Glutathione S-transferases, enzymes that defend cells against damage mediated by oxidant and electrophilic carcinogens, may be critical determinants of cancer pathogenesis. In this report, we assess the role of epigenetic silencing of the GSTP1 gene, a gene encoding the pi-class glutathione S-transferase, in the pathogenesis of hepatitis B virus (HBV)-associated hepatocellular carcinomas (HCC). The cell lines Hep3B, HepG2, and a cohort of 43 HBV-associated HCC tissue specimens and corresponding nontumor tissues were subjected to analysis for GSTP1 epigenetic alteration and expression. GSTP1 "CpG" island DNA hypermethylation in the liver cell lines, and the tissue specimens were determined by methylation-specific PCR and correlated with expression of the gene using reverse-transcription PCR, immunoblotting, and immunohistochemistry.
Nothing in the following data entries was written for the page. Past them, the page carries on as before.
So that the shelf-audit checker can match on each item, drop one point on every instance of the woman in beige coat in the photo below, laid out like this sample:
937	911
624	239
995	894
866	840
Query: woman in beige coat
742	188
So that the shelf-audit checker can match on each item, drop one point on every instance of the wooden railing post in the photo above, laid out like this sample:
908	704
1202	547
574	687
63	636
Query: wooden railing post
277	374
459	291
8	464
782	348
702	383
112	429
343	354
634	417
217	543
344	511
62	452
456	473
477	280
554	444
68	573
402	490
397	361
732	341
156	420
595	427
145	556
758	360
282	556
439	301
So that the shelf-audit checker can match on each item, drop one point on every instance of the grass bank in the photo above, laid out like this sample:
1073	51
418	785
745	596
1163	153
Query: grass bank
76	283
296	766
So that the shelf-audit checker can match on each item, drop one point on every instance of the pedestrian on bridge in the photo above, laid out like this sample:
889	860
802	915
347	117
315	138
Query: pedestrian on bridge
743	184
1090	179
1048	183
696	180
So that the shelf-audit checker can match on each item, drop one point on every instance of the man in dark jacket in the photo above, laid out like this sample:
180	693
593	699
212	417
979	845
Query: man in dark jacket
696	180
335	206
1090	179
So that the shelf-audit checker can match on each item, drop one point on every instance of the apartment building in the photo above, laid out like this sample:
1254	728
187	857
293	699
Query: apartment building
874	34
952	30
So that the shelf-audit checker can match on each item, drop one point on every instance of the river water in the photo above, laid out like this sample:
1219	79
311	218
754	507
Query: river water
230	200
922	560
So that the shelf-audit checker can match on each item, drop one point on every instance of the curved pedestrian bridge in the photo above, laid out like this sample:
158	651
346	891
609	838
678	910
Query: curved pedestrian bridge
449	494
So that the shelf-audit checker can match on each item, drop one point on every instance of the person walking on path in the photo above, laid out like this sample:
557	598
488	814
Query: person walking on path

GSTP1 CpG island DNA hypermethylation was detected in 28 of 43 (65.1%) HCC tissues and 4 of 40 (10%) corresponding nontumor tissues. GSTP1 protein was absent in those cases showing hypermethylation of the gene. Similarly, DNA from Hep3B and HepG2 cell lines displayed complete GSTP1 hypermethylation in the CpG island, and they failed to express GSTP1 mRNA and the corresponding protein product. Treatment of the cell lines with the DNA methyltransferase inhibitor 5-aza-deoxycytidine reversed the hypermethylation, and restored GSTP1 mRNA and polypeptide expression.


These data indicate that epigenetic silencing of GSTP1 gene expression by CpG island DNA hypermethylation is common in human HBV-associated HCC. In addition, somatic GSTP1 inactivation via CpG island hypermethylation may contribute to the pathogenesis of this malignancy.